There is a marked difference between the provisions of the common law and the civil law, in respect to the rights of property belonging to the matrimonial parties. Our law concerning marriage settlements appears, to us at least, to be quite simple, and easy to be digested, when compared with the complicated regulations of the community or partnership system, between husband and wife, which prevails in many parts of Europe, as France, Spain, and Holland, and also in the state of Louisiana. That system is founded on the Roman law, which Van Leeuwen, in his Commentaries, terms the common law of nations.150 I do not allude to the earlier laws of the Roman republic, by which the husband was invested with the plenitude of paternal power over the wife, but to the civil law in the more polished ages of the Roman jurisprudence, when the wife was admitted to the benefit of a liberal ante-nuptial contract, by which her private property was secured to her, and a community of estate between the husband and wife introduced. The civil law at first prohibited the husband and wife from making valid gifts to each other causa mortis; yet the rigor of the law was afterwards done away, and donations between the husband and wife were good if they were not revoked in the lifetime of the parties; and Justinian abolished the distinction between donations inter vivos ante nuptias et post nuptias, and he allowed donations propter nuptias as well after as before marriage.151 The wife could bind herself by her contracts without charging her husband. She was competent to sue and be sued without him. They could sue each other, and, in respect to property, were considered as distinct persons, and the contracts of the one were not binding on the other.

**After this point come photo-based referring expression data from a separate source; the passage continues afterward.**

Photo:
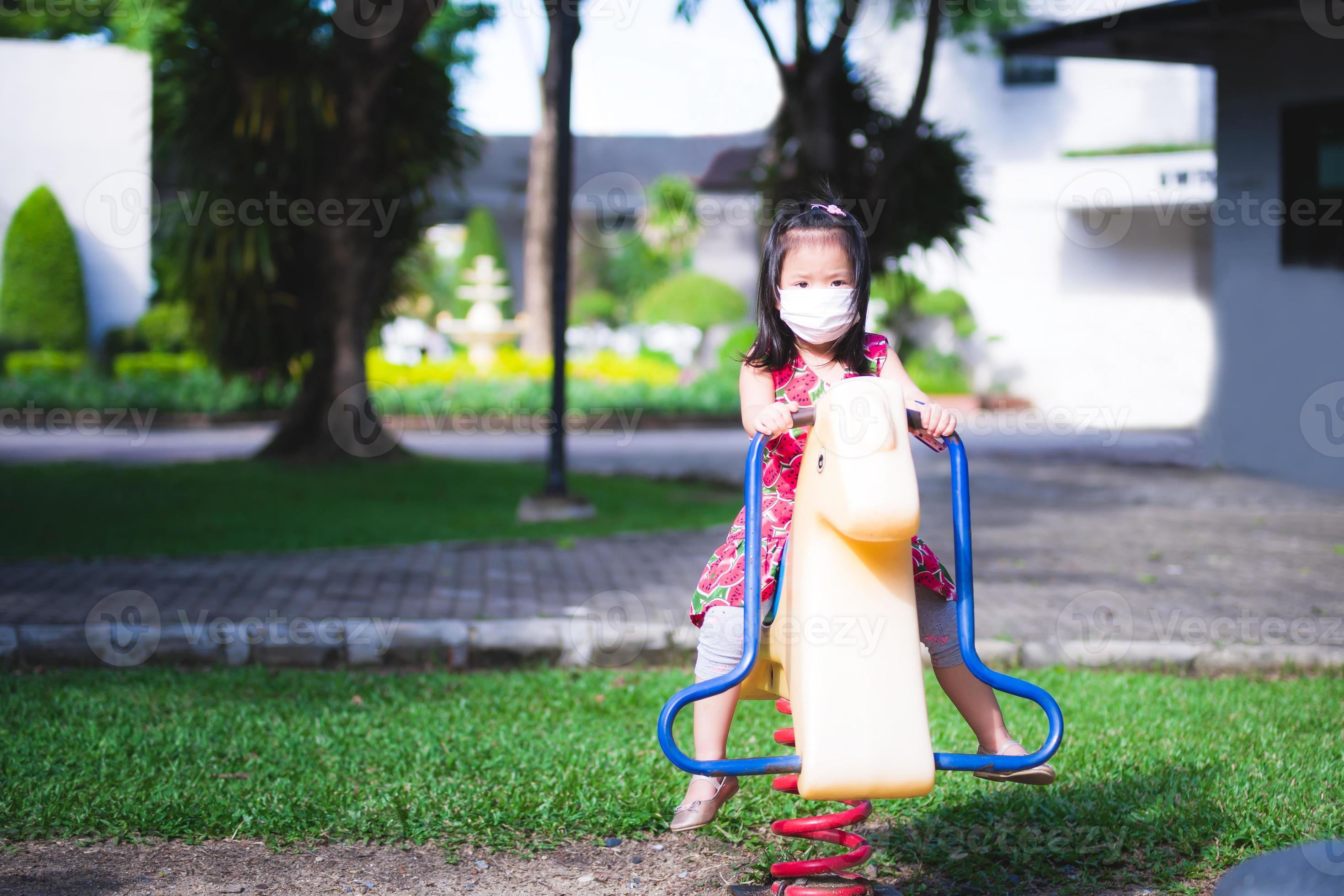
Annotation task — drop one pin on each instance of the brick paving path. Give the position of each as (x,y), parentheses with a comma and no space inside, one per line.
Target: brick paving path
(1170,547)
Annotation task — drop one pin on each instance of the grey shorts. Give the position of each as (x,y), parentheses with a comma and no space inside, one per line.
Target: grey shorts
(721,635)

Whatever doubts may arise in the mind of a person educated in the school of the common law, as to the wisdom or policy of the powers, which, by the civil law, and the law of those modern nations which have adopted it, are conceded to the wife in matters of property; yet, it cannot be denied, that the pre-eminence of the Christian nations of Europe, and of their descendants and colonists in every other quarter of the globe, is most strikingly displayed in the equality and dignity which their institutions confer upon the female character.